MapR Database as a Document Database

MapR Database supports JSON documents as a native data store. A JSON document is a tree of fields. These JSON documents are stored in MapR Database tables.

MapR Database as a document database, implements JSON documents in MapR Database JSON tables.

  • MapR Database JSON tables use the OJAI data model and support the OJAI API.
  • Documents are in JSON format; MapR Database stores them in an efficient binary encoding, rather than plain ASCII text.
  • With JSON tables, each value has a unique key (_id). You identify fields in the document using field paths. For example, address.street:
    {
        "_id": "ID001",
        "name" : "Bob",
        "address": {
            "house" : 123,
            "street": "Main",
            "phones": [
                { "mobile": "555-1234" },
                { "work": "+1-123-456-7890" }]},
        "hobbies": ["badminton", "chess", "beaches"]
    } 
    Note: Each JSON document can have different fields.

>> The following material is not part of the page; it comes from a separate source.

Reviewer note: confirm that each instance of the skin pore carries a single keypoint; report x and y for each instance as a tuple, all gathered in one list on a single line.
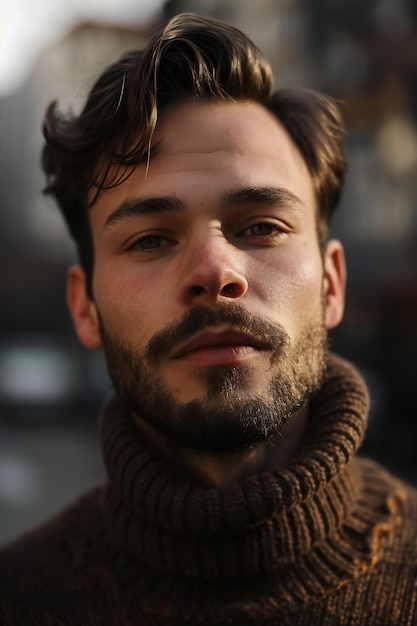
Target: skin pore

With JSON document support, you can:

  • Store data that is hierarchical and nested, and evolves over time.
  • Read and write individual document fields, subsets of fields, or whole documents from and to disk. To update individual fields or subsets of fields, there is no need to read entire documents, modify them, and then write the modified documents to disk.
  • Build applications with the MapR Database JSON API library, which is an implementation of the Open JSON Application Interface (OJAI). This is an API library for easily managing complex, evolving, hierarchical data. You can use more data types than the standard types that JSON supports, create complex queries, and access JSON table documents without connection or configuration objects. This allows large-scale applications to manage JSON documents.
  • Filter query results within MapR Database before results are returned to client applications.
  • Run client applications on Linux, OS X, and Windows systems.
  • Perform complex data analysis on your JSON data with Apache Drill or other analytical tools in real time without having to copy data to another cluster.
  • Scale your data to span thousands of nodes.
  • Control read and write access to single fields and subsets of fields within a JSON table by using access-control expressions (ACEs).
  • Control the disk layout of single fields and subdocuments within JSON tables.
  • Use Secondary Indexes to improve query performance.